Sayın Feyzioğlu, yüzde yüzlük bir milli birlikten bahsederken bilmelidir ki; başkanı olduğu Birliğin biz delegasyon üyelerinin ve neredeyse 125.000 avukatın hepsinin adına konuşma, resmi sıfatıyla parti ziyaretlerinde bulunma ve herkes adına siyaset yapma hakkına sahip değildir. Kendisine böyle bir yetki ne kanunla ne de fiilen verilmiştir.
Bizzat kendi söylemiyle, “yüzde yüzlük” bir iradeden bahsetmek gerekirse eğer; bu “yüzde yüzlük”, Avukat Gökhan Vural Arı’nın maddi sıkıntıları sebebiyle kendi canına kıydığı bir ekonomik ve hukuksal düzende kendisinin Barolar Birliği Başkanı olduğu gerçekliği üzerine olabilir.
Bu “istisnasızlık” hali, Avukatların adliye koridorlarında yerlerde sürüklendiği, hiçbir delil olmadan tutuklandıkları ve babalarının cenazesine kelepçeyle götürüldükleri bir düzenin artık ortadan kalkması mücadelesinde söz konusu olabilir.
Bu “yüzde yüzlük” irade, cinayet aletinin bizzat adaletsizlik olduğu, hâkim adayı Didem Yaylalı’nın intiharına sebep olan kim varsa, yargı ve kamu vicdanı önünde hesap vermeleri gerektiğine ilişkin olabilir.
“Yüzde yüzlük irade”, ancak mesleklerini yaparken darp edilen, tehditle yıldırılmaya çalışılan ve hatta katledilen meslektaşlarımızın aziz hatıraları ve bu gidişle gelecekte vereceğimiz ve sayısını bilmediğimiz müstakbel hukuk şehitleri söz konusu olduğunda sağlanabilir.
Bu istisnasızlık, kendisini eleştiren meslektaşlarımızı “terörist” ilan etmekte değil, başta masumiyet karinesi ve lekelenmeme hakkı olmak üzere tüm evrensel hukuk prensiplerinde vücut bulabilir.
Sayın Feyzioğlu, yaptığı konuşmada; kurtuluşun çaresini 81 milyonun adalet paydasında hamasetle değil hakikatle buluşması olarak göstermektedir. Yukarıda sayılanlar ise hamaset değil, maalesef üzücü hakikatin bizzat kendisidir.

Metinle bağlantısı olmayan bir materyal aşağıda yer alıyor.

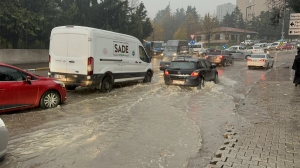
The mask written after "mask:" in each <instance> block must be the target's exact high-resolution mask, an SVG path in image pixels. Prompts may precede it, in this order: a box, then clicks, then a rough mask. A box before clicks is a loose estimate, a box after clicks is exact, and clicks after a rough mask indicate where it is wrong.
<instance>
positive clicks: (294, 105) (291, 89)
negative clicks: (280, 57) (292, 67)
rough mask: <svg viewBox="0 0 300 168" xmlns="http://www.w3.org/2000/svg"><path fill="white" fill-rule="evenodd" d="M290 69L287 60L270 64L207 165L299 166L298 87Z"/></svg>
mask: <svg viewBox="0 0 300 168" xmlns="http://www.w3.org/2000/svg"><path fill="white" fill-rule="evenodd" d="M290 73H291V63H289V64H286V65H282V66H280V67H278V68H274V69H273V70H272V71H270V72H269V73H267V74H266V75H265V76H263V77H262V78H261V81H260V82H258V83H257V84H256V85H255V86H254V87H253V89H252V90H251V91H250V92H249V94H248V95H247V97H246V99H245V100H244V101H243V102H241V104H240V105H239V107H238V108H237V111H236V115H238V118H239V125H237V126H234V125H231V124H230V123H228V124H227V125H226V128H225V130H226V131H227V132H226V133H225V134H224V146H221V147H220V150H218V151H217V152H216V153H215V158H213V159H212V160H211V162H210V163H211V164H209V165H207V168H213V167H218V168H228V167H235V168H300V87H299V86H298V87H295V86H294V84H293V83H292V81H291V75H290ZM235 127H236V128H235Z"/></svg>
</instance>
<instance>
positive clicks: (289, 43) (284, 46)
mask: <svg viewBox="0 0 300 168" xmlns="http://www.w3.org/2000/svg"><path fill="white" fill-rule="evenodd" d="M291 49H293V45H292V44H290V43H286V44H284V45H283V46H282V47H281V50H291Z"/></svg>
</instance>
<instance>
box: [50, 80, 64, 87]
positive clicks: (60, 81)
mask: <svg viewBox="0 0 300 168" xmlns="http://www.w3.org/2000/svg"><path fill="white" fill-rule="evenodd" d="M53 81H54V82H55V83H57V84H59V85H60V86H61V87H63V88H64V87H66V86H65V84H64V83H63V82H61V81H57V80H53Z"/></svg>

Sözlerini bitirirken, yargıyı güvenilir kılmanın gerekliliğinden bahseden Sayın Feyzioğlu’na tüm kalbimizde katılıyoruz. Biz de, tam da yargıyı güvenilir kılmak için, üzerinde görünmez cübbesiyle parti ziyaretlerinde bulunan ve ülkemiz için tek başına “makro-ekonomik politikalar” üreten Metin Feyzioğlu’na cübbesini çıkartarak gireceği siyaset yolunda başarılar diliyor; Cübbelerimiz ile kendisini uğurluyoruz.

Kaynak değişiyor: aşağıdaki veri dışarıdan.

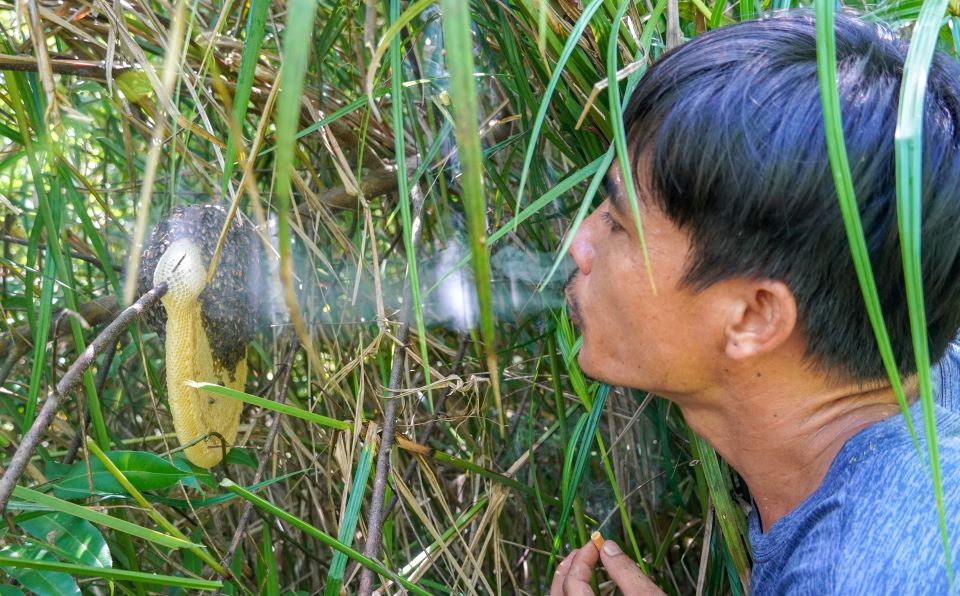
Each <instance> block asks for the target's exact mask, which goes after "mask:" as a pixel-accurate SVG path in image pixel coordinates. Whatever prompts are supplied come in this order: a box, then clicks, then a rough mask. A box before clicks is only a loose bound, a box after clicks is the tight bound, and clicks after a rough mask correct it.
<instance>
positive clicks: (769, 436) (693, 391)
mask: <svg viewBox="0 0 960 596" xmlns="http://www.w3.org/2000/svg"><path fill="white" fill-rule="evenodd" d="M836 38H837V62H838V64H837V69H838V81H839V91H840V102H841V105H842V114H843V121H844V127H845V134H846V146H847V151H848V154H849V157H850V164H851V168H852V173H853V180H854V186H855V188H856V194H857V199H858V201H859V203H860V212H861V217H862V220H863V224H864V229H865V234H866V238H867V243H868V246H869V250H870V256H871V260H872V263H873V270H874V274H875V277H876V279H877V284H878V287H879V293H880V299H881V303H882V307H883V313H884V315H885V317H886V324H887V328H888V330H889V332H890V335H891V341H892V343H893V349H894V355H895V358H896V362H897V365H898V367H899V369H900V371H901V374H902V375H903V378H904V382H905V386H906V390H907V394H908V396H910V399H915V398H916V395H917V384H916V380H915V365H914V356H913V351H912V348H911V341H910V325H909V320H908V312H907V306H906V300H905V297H904V289H903V288H904V282H903V272H902V266H901V256H900V246H899V238H898V233H897V221H896V209H895V200H896V199H895V169H894V144H893V140H894V139H893V136H894V129H895V122H896V110H897V98H898V92H899V86H900V77H901V73H902V68H903V61H904V58H905V55H906V46H905V44H903V43H902V42H900V41H898V40H897V39H896V38H895V37H894V36H893V35H892V34H891V33H889V32H888V31H886V30H884V29H882V28H880V27H877V26H874V25H871V24H868V23H865V22H862V21H859V20H856V19H854V18H851V17H844V16H838V18H837V28H836ZM925 110H926V112H925V125H926V128H925V140H924V147H923V152H924V153H923V158H924V178H923V185H924V207H923V218H924V220H923V235H924V237H923V254H922V259H923V277H924V283H925V298H926V313H927V322H928V326H929V328H928V332H929V338H930V349H931V358H934V359H940V358H941V356H942V355H943V354H944V353H945V351H947V347H948V344H949V343H950V340H951V339H952V338H953V337H955V335H956V332H957V329H958V327H960V229H958V225H960V67H958V66H957V65H956V64H955V63H954V62H953V61H952V60H951V59H950V58H948V57H946V56H943V55H937V56H936V58H935V59H934V63H933V68H932V69H931V71H930V78H929V85H928V95H927V99H926V104H925ZM625 118H626V124H627V131H628V138H629V143H628V144H629V148H630V168H631V172H632V174H633V177H634V180H635V181H636V189H637V195H638V203H639V209H640V213H641V219H642V222H643V229H644V232H645V238H646V244H647V247H648V250H649V258H650V266H651V268H652V275H653V280H654V282H655V289H654V288H653V287H651V283H650V282H649V280H648V277H647V271H646V269H645V265H644V258H643V253H642V250H641V244H640V241H639V239H638V237H637V233H636V230H635V226H634V223H633V219H632V215H631V207H630V205H629V203H628V201H629V199H628V195H627V192H626V189H625V187H624V182H623V175H622V172H621V171H620V169H619V167H614V168H612V169H611V170H610V172H609V173H608V197H607V200H606V201H605V202H604V203H603V204H602V205H600V207H599V208H598V209H597V211H596V212H594V213H593V214H592V215H591V216H590V218H588V219H587V220H586V221H584V223H583V225H582V226H581V227H580V229H579V230H578V231H577V235H576V238H575V240H574V242H573V244H572V246H571V249H570V252H571V254H572V256H573V258H574V260H575V262H576V264H577V267H578V271H577V272H576V273H575V274H574V276H573V277H572V278H571V280H570V283H569V285H568V290H567V294H568V301H569V303H570V311H571V314H572V318H573V319H574V320H575V322H577V323H578V324H579V325H580V327H581V330H582V333H583V347H582V349H581V351H580V354H579V362H580V365H581V367H582V368H583V370H584V372H585V373H587V374H589V375H590V376H592V377H594V378H596V379H601V380H603V381H605V382H608V383H611V384H614V385H622V386H628V387H636V388H642V389H645V390H649V391H653V392H655V393H657V394H659V395H662V396H664V397H666V398H667V399H669V400H671V401H673V402H674V403H676V404H677V406H679V407H680V409H681V410H682V411H683V414H684V417H685V419H686V421H687V422H688V423H689V425H690V427H691V428H692V429H693V430H694V431H696V432H697V433H698V434H700V435H701V436H702V437H704V438H705V439H706V440H707V441H708V442H709V443H710V444H711V445H712V446H713V447H714V448H716V450H717V451H718V452H719V453H720V454H721V455H722V456H723V457H724V458H725V459H726V461H727V462H729V463H730V465H731V466H733V467H734V468H735V469H736V470H737V472H738V473H739V474H740V475H741V476H742V477H743V478H744V480H745V481H746V483H747V485H748V486H749V488H750V493H751V496H752V498H753V502H754V508H753V511H752V512H751V518H750V543H751V546H752V551H753V557H754V568H753V575H752V586H751V591H752V593H753V594H840V593H844V594H846V593H870V594H878V593H898V594H904V593H907V594H914V593H917V594H919V593H924V594H933V593H947V592H948V589H949V585H948V576H947V572H946V565H945V560H944V551H943V547H942V545H941V538H940V531H939V526H938V522H937V514H936V505H935V502H934V492H933V488H932V484H931V482H930V477H929V473H928V471H927V463H926V462H927V457H928V456H927V453H926V449H925V448H924V449H923V453H922V454H918V453H917V451H916V449H915V447H914V445H913V443H912V441H911V439H910V437H909V434H908V432H907V430H906V426H905V421H904V417H903V415H902V414H901V412H900V409H899V408H898V406H897V403H896V400H895V397H894V394H893V391H892V390H891V388H890V384H889V382H888V381H887V377H886V374H885V372H884V368H883V365H882V363H881V360H880V357H879V356H878V350H877V348H876V343H875V340H874V335H873V332H872V330H871V326H870V323H869V320H868V318H867V314H866V310H865V308H864V304H863V299H862V297H861V293H860V288H859V286H858V283H857V279H856V275H855V271H854V267H853V262H852V260H851V257H850V254H849V249H848V245H847V239H846V235H845V233H844V228H843V224H842V220H841V215H840V211H839V208H838V206H837V199H836V191H835V188H834V182H833V178H832V176H831V172H830V166H829V164H828V161H827V151H826V143H825V138H824V129H823V122H822V112H821V104H820V93H819V89H818V82H817V66H816V41H815V31H814V22H813V18H812V15H809V14H807V13H799V14H798V13H793V14H788V15H785V16H781V17H777V18H772V19H767V20H761V21H753V22H747V23H743V24H739V25H734V26H730V27H725V28H722V29H719V30H717V31H713V32H710V33H706V34H703V35H701V36H699V37H697V38H696V39H694V40H692V41H690V42H689V43H687V44H685V45H684V46H682V47H680V48H678V49H677V50H676V51H673V52H671V53H669V54H668V55H667V56H665V57H664V58H663V59H662V60H661V61H660V62H658V63H657V64H656V65H654V66H653V67H652V68H651V70H650V71H649V72H648V73H647V74H646V75H645V76H644V77H643V79H642V80H641V82H640V85H639V86H638V87H637V89H636V91H635V93H634V96H633V98H632V100H631V102H630V104H629V107H628V108H627V110H626V114H625ZM934 373H935V380H936V381H937V384H938V386H939V388H938V397H939V399H940V400H941V401H948V400H955V399H956V396H957V395H958V394H960V390H958V388H957V387H958V385H960V357H958V356H957V350H956V349H951V350H950V351H949V352H948V354H947V357H946V358H944V359H943V361H942V362H941V363H940V365H939V367H938V368H937V369H935V371H934ZM911 414H912V419H913V421H914V424H915V426H916V427H917V428H918V434H919V439H920V443H921V444H924V441H925V438H924V435H923V432H922V429H923V424H922V415H921V409H920V406H919V403H917V404H915V405H913V406H912V407H911ZM936 418H937V426H938V434H939V445H940V461H941V464H942V467H943V489H944V496H945V505H946V512H947V526H948V527H947V529H948V535H949V541H950V556H951V559H952V561H953V563H952V565H953V569H954V570H955V572H956V570H958V569H960V476H958V474H960V416H958V415H957V414H955V413H953V412H951V411H950V410H948V409H945V408H942V407H939V406H938V408H937V411H936ZM608 549H609V550H608ZM601 550H602V551H603V552H598V550H597V548H596V547H594V546H593V545H592V544H590V543H588V544H587V545H585V546H583V547H582V548H580V549H578V550H577V551H574V553H572V554H571V555H569V556H568V557H567V558H566V559H565V560H564V561H563V563H562V564H561V565H560V566H559V569H558V572H557V575H556V578H555V579H554V582H553V589H552V592H553V593H554V594H563V593H566V594H589V593H591V592H590V588H589V583H588V582H589V578H590V574H591V572H592V571H593V568H594V566H595V564H596V563H597V561H598V559H599V560H600V561H601V562H602V564H603V566H604V567H605V569H606V571H607V573H608V575H609V576H610V577H611V579H612V580H614V582H615V583H616V584H617V585H618V586H619V587H620V588H621V589H622V590H623V591H624V592H626V593H627V594H640V593H655V592H657V591H658V590H657V588H656V586H654V585H653V583H652V582H651V581H650V580H648V579H646V578H644V577H643V575H642V574H641V573H640V572H639V570H638V569H637V568H636V566H635V565H634V564H633V562H632V561H630V560H629V557H627V556H626V555H624V554H622V553H620V552H619V549H618V548H617V547H616V545H614V544H612V543H611V542H609V541H608V542H607V544H606V545H605V546H604V547H603V549H601Z"/></svg>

Bu başarı dileğimiz ve uğurlama, bizzat “yargıyı güvenilir kılma” inancımızdan kaynaklanmaktadır. Hukukun üstünlüğü ve adalete erişme mücadelesi ise başta Ankara Barosu olmak üzere tüm barolar ve Avukatlar tarafından yükseltilerek sürdürülecektir. Kamuoyuna saygıyla duyurulur.
-
Ben mi ne söyleyeceğim ?
Ne eksiği, ne fazlası, tam da bunu…Konuşanların yüreğine sağlık…
Konuşmayanların ülkesine ise SELAM olsun !!!